Advances in our understanding of schizophrenia underscore both its complexity and its heterogeneous nature. That it is now conceptualized as a neurodevelopmental disorder speaks to this, given that the illness does not routinely declare itself until late adolescence or early adulthood. Numerous influences may play a contributing role during the interval, which in turn could contribute to its marked heterogeneity, reflected across presentation, symptomatology, and illness trajectory. The marked variability in response to current treatment underscores these points.
In summary, cannabis use, genetic vulnerability, social stress, and other social and environmental risk factors interact in a complex, age-dependent manner, leading to the observed epidemiological link between cannabis and schizophrenia.
Research of this sort faces considerable challenges. Imaging approaches appropriate for investigating the eCB system in the living brain are in very early stages of development, with a specific PET radioligand to target the system only becoming available in the last three to five years. Over the coming years, research using those novel agents and PET are likely to provide insights and greatly advance our understanding of the molecular-level changes in the brain elicited by cannabis use.

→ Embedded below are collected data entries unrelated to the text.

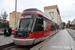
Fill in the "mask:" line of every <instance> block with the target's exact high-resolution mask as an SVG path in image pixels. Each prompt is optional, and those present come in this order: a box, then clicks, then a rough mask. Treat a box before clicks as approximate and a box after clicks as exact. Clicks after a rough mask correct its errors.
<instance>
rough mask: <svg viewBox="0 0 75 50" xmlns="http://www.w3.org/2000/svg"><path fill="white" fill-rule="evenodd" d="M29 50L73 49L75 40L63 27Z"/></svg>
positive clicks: (52, 49) (65, 49)
mask: <svg viewBox="0 0 75 50" xmlns="http://www.w3.org/2000/svg"><path fill="white" fill-rule="evenodd" d="M30 50H75V41H74V40H73V39H72V37H71V35H70V34H69V33H68V32H67V30H65V29H64V30H61V31H60V32H58V33H56V34H54V35H53V36H51V37H50V38H48V39H47V40H46V41H44V42H42V43H41V44H39V45H37V46H35V47H33V48H31V49H30Z"/></svg>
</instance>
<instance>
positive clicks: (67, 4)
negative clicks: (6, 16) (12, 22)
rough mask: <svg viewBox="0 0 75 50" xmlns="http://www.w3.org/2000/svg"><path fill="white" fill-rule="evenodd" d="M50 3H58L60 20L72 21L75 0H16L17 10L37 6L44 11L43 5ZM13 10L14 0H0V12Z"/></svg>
mask: <svg viewBox="0 0 75 50" xmlns="http://www.w3.org/2000/svg"><path fill="white" fill-rule="evenodd" d="M51 5H58V7H59V11H60V15H61V18H62V21H64V22H67V21H68V20H71V21H72V20H73V19H74V18H75V0H17V11H19V12H22V11H23V10H24V9H27V8H37V9H40V10H41V11H43V12H44V6H51ZM14 10H15V0H0V14H1V13H3V12H4V11H6V12H7V14H8V15H9V13H10V12H12V11H14ZM8 18H9V16H8Z"/></svg>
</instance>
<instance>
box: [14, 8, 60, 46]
mask: <svg viewBox="0 0 75 50" xmlns="http://www.w3.org/2000/svg"><path fill="white" fill-rule="evenodd" d="M57 31H59V25H58V24H57V23H55V22H53V21H52V20H51V19H50V18H48V16H47V15H45V14H44V13H43V12H41V11H40V10H38V9H35V8H33V9H26V10H24V11H23V12H22V14H21V16H20V19H19V23H18V30H17V31H15V35H14V38H13V41H14V43H15V44H16V45H33V44H35V43H37V42H40V41H42V40H44V39H46V37H48V36H50V35H52V34H54V33H56V32H57Z"/></svg>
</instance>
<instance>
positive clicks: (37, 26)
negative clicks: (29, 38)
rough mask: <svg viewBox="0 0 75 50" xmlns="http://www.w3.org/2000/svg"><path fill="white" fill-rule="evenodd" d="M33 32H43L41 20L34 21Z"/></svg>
mask: <svg viewBox="0 0 75 50" xmlns="http://www.w3.org/2000/svg"><path fill="white" fill-rule="evenodd" d="M34 31H43V19H39V18H37V19H36V23H35V28H34Z"/></svg>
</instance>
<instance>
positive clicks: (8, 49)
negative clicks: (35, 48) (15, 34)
mask: <svg viewBox="0 0 75 50" xmlns="http://www.w3.org/2000/svg"><path fill="white" fill-rule="evenodd" d="M41 42H42V41H41ZM41 42H39V43H37V44H34V45H30V46H19V45H15V44H14V43H11V44H8V45H5V46H1V47H0V50H30V49H31V48H32V47H34V46H36V45H38V44H40V43H41Z"/></svg>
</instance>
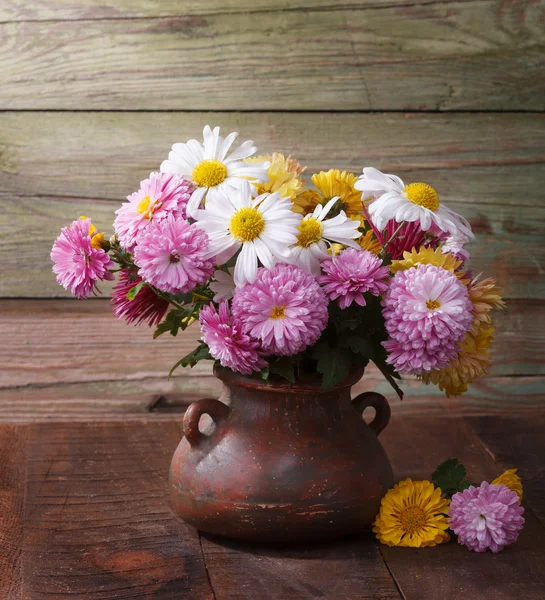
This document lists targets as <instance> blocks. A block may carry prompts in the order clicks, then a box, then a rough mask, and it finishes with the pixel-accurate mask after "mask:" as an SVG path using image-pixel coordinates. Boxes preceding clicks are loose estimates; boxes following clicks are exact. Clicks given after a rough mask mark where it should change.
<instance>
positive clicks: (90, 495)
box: [23, 422, 213, 600]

Furthermore, the eCB is very sensitive to multiple environmental perturbations, including social stress, making measurement in clinical populations challenging. The complex of the temporal aspects of the progression towards disease and the resulting challenge in capturing this critical window may also hinder relevant investigations.
Additionally, the number of components of smoked cannabis makes understanding complex. For example, while THC has been shown to produce psychotic-like experiences even in normal individuals, cannabidiol, another major component of cannabis, has been reported to have an anti-psychotic effect.
Focusing on adolescents with multiple risk factors as a starting point, social programs addressing the potential risks associated with cannabis use could impact the way schizophrenia is perceived and managed within society.
Investigating how these potential factors affect molecular targets in the brain may provide ways to treat schizophrenia, perhaps even prevent it.